5. Modules¶
5.1. Overview¶
The implementation of ChASE provides a stand-alone high-performance parallel library based on our original design of the Chebyshev accelerated subspace iteration algorithm. The ChASE library promises the portability to heterogeneous architectures and the easy integration into existing codes. This goal is achieved by separating the implementation of the ChASE algorithm from the required numerical kernels via an interface based on pure C++ abstract classes. Classes derived from this interface handle data distribution and (parallel) execution of each kernel. The required numerical kernels are based on Basic Linear Algebra Subprograms (BLAS)-3 compatible kernels, such as a (parallel) matrix-matrix multiplication and QR factorization. This modern “stand-alone” strategy grants ChASE an unprecedented degree of flexibility that makes the integration of this library in most application codes quite simple. ChASE efficiently uses available machine resources.
We give an UML class diagram as follows. This diagram uses the implementation of Chebyshev Filter, whose kernel is a series of Hermitian Matrix-Matrix Products (HEMM), as an example, to show the scheme of implementing of ChASE and porting to different architectures. This section will give the user an insight on how to set up their eigenproblems and solve them by ChASE on different computing architectures.
As shown in the diagram above, all the implementation of ChASE take place within a C++ namespace chase
.
5.2. Basic Classes¶
5.2.1. chase::Chase¶
The numerical kernels required by ChASE algorithm are defined in class chase::Chase
. All the
functions are defined as virtual functions, and further implementations are required targeting different
computing architectures. It includes the
following functionalities:
HEMM
: Hermitian Matrix-Matrix Multiplication
QR
: QR factorization
RR
: Rayleigh-Ritz projection and small problem solver
Resd
: compute the eigenpair residuals
Lanczos
: estimate the bounds of user-interested spectrum by Lanczos eigensolver
LanczosDos
: estimate the spectral distribution of eigenvalues
Swap
: swap the two matrices of vectors used in the Chebyschev filter
Locking
: locking the converged eigenpairs
Shift
: shift the diagonal of matrixA
used in the 3-terms recurrence relation implemented in the Chebyschev filteretc ..
Note
For more details on the virtual kernels, please refer to Virtual Abstract of Numerical Kernels.

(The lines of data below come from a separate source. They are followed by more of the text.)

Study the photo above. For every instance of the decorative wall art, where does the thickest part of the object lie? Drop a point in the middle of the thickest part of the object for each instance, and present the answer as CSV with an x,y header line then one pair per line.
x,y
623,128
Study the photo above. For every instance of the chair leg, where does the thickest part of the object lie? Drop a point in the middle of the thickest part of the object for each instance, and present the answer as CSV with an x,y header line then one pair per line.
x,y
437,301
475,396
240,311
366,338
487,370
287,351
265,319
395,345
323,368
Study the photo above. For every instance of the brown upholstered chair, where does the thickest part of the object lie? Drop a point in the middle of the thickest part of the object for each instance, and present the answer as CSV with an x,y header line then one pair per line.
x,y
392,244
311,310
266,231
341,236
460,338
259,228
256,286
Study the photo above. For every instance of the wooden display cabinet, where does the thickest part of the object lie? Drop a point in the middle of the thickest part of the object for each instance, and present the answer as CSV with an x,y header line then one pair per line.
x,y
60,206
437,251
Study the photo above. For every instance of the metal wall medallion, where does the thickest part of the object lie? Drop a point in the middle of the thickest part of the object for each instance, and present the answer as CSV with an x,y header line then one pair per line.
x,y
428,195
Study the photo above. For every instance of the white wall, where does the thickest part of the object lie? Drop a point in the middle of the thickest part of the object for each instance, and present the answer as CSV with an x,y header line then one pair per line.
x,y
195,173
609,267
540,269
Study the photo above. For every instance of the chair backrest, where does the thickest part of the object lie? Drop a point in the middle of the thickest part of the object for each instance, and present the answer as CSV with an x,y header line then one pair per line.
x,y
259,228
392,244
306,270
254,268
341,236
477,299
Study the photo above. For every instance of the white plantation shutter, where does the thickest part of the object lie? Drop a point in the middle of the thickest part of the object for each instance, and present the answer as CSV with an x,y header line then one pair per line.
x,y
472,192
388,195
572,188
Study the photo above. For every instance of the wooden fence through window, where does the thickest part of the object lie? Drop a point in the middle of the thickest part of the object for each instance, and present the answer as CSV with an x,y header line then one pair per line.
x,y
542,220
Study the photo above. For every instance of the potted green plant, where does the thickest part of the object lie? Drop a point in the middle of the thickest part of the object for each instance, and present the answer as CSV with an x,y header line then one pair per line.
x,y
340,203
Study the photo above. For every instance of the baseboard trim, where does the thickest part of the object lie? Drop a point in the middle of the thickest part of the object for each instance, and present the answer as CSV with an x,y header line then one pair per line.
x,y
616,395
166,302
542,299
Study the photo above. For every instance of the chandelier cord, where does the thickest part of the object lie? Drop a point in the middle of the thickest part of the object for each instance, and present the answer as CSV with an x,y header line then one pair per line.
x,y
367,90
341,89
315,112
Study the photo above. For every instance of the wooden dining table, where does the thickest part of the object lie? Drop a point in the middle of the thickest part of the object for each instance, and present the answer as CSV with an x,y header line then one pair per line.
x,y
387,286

Different parallel implementations of these virtual kernels can also be found Parallel implementations.
5.2.2. chase::Algorithm¶
The class chase::Algorithm
has the awareness of the class chase::Chase
, and
it defines algorithmic implementation of ChASE using the
defined virtual kernels in chase::Chase
. It includes the
functionalities:
Chebyshev filter
calculation of degree of the filter
Lanczos solver to estimate the bound of spectra
locking the converged Ritz pairs
etc ..
The function chase::Solve
provides the implementation of ChASE algorithm by assembling the algorithms and numerical kernels implemented in chase::Chase
and chase::Algorithm
.
Note
This class implements the ChASE algorithm by the virtual functions, it cannot run in practice until the further implementations of these virtual functions are provided.
Note
The details of this class are only provided in the developer documentation, please refer to General algorithm.
5.2.3. chase::ChaseConfig¶
The class chase::Algorithm
is aware of the class chase::ChaseConfig
, which defines the functions to set different parameters of ChASE.
Besides setting up the standard parameters such as size of the matrix defining the eigenproblem, number of wanted eigenvalues, the public functions of this class initialize all internal parameters and allow the experienced user to set up the values of parameters of core functionalities (e.g. lanczos DoS). The aim is to influence the behavior of the library in special cases when the default values of the parameters return a sub-optimal efficiency in terms of performance and/or accuracy.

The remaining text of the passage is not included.